If this happens it will continue the family’s eight-plus decade hold on the seat. John Dingell succeeded his father in 1956.
As Steve noted in his “feel good headline of the day,” Dingell let it be known that he finds “serving in the House to be obnoxious.” But perhaps not too obnoxious for his wife.
By Blue State standards, Dingell wasn’t all the left could have hoped for. He wasn’t all-in for gun control and, as befits a congressman from Michigan, was not a fan of auto emission standards. Debbie Dingall, who worked very closely with her husband, is believed to share Dingell’s views on these matters.

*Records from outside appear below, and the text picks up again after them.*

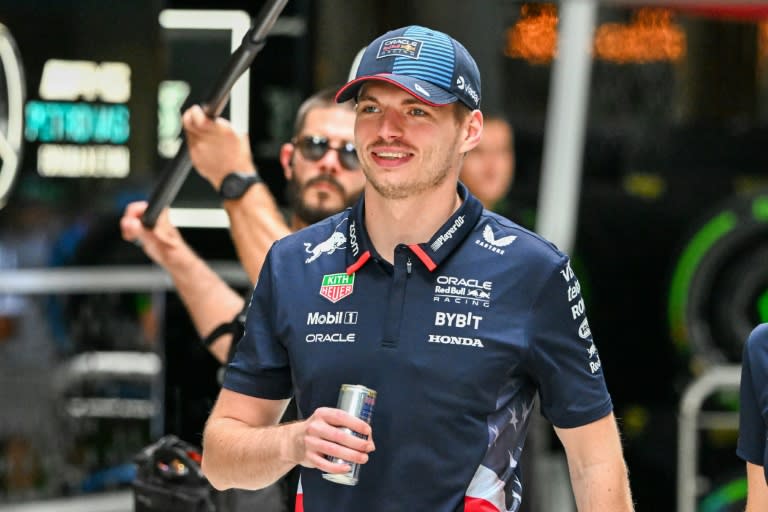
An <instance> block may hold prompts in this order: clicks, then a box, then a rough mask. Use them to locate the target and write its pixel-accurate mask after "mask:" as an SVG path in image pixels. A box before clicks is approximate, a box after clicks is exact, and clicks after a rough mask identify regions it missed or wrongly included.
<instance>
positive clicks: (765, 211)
mask: <svg viewBox="0 0 768 512" xmlns="http://www.w3.org/2000/svg"><path fill="white" fill-rule="evenodd" d="M752 215H754V217H755V219H756V220H759V221H763V222H766V221H768V196H760V197H758V198H756V199H755V200H754V201H753V202H752Z"/></svg>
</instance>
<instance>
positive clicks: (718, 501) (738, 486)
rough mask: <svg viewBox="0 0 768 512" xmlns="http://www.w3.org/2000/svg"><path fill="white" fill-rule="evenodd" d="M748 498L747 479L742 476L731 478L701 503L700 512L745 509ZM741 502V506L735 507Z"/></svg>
mask: <svg viewBox="0 0 768 512" xmlns="http://www.w3.org/2000/svg"><path fill="white" fill-rule="evenodd" d="M746 499H747V479H746V477H740V478H737V479H735V480H731V481H730V482H727V483H726V484H724V485H721V486H720V487H718V488H716V489H715V490H714V491H712V492H711V493H710V494H708V495H707V496H706V497H705V498H704V499H703V500H702V501H701V504H700V505H699V512H726V511H728V510H744V504H745V503H746ZM736 504H739V505H740V506H739V507H736V508H733V506H734V505H736Z"/></svg>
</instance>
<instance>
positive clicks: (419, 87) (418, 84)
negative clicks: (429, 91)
mask: <svg viewBox="0 0 768 512" xmlns="http://www.w3.org/2000/svg"><path fill="white" fill-rule="evenodd" d="M413 88H414V89H416V90H417V91H419V92H420V93H421V95H422V96H426V97H427V98H429V93H428V92H427V90H426V89H424V88H423V87H422V86H420V85H419V84H413Z"/></svg>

Does this make her vulnerable in a primary? The Hill thinks not:
Dingell allies point to John Dingell’s primary win against fellow Rep. Lynn Rivers (D-Mich.) in 2002 as evidence that the Dingells could defeat more liberal opponents in the district. Dingell defeated the more liberal Rivers, who had the backing of EMILY’s List and House Minority Leader Nancy Pelosi (D-Calif.), by a comfortable margin after the two had their districts merged in redistricting that year.
“I would be surprised if anyone would run against her, to be honest with you. If she wants the seat, it’s hers to lose, as far as I’m concerned,” said [a] Michigan Democratic strategist.
If nominated, Debbie Dingell would be the heavy favorite to defeat any Republican in a district that went overwhelmingly for President Obama in 2012.
How should John Dingell be remembered? As a self-aggrandizing, publicity-seeking bully, I say. The Washington Post seems almost to agree. It writes:
In the 1980s, the prospect of a subpoena from his headline-grabbing investigative subcommittee was so terrifying that some Washington law firms built a specialty practice that the newspaper American Lawyer dubbed “the Dingell bar.”…
When Dingell took the helm of the Energy and Commerce Committee in 1981, he embarked on a campaign of empire building, extending its turf, often over the protests of other lawmakers. Its jurisdiction became the broadest of any panel in Congress, including not only energy but also health, the environment, telecommunications and consumer protection.
The National Journal once described the committee’s purview as “anything that moves, burns or is sold.”
Dingell also kept his committee members in line. When Rep. James Florio (D-N.J.), later New Jersey’s governor, persisted in battling for tougher Superfund waste-cleanup laws in the subcommittee that he chaired, Dingell simply abolished the subcommittee.
And this is the man who finds “serving in the House to be obnoxious.”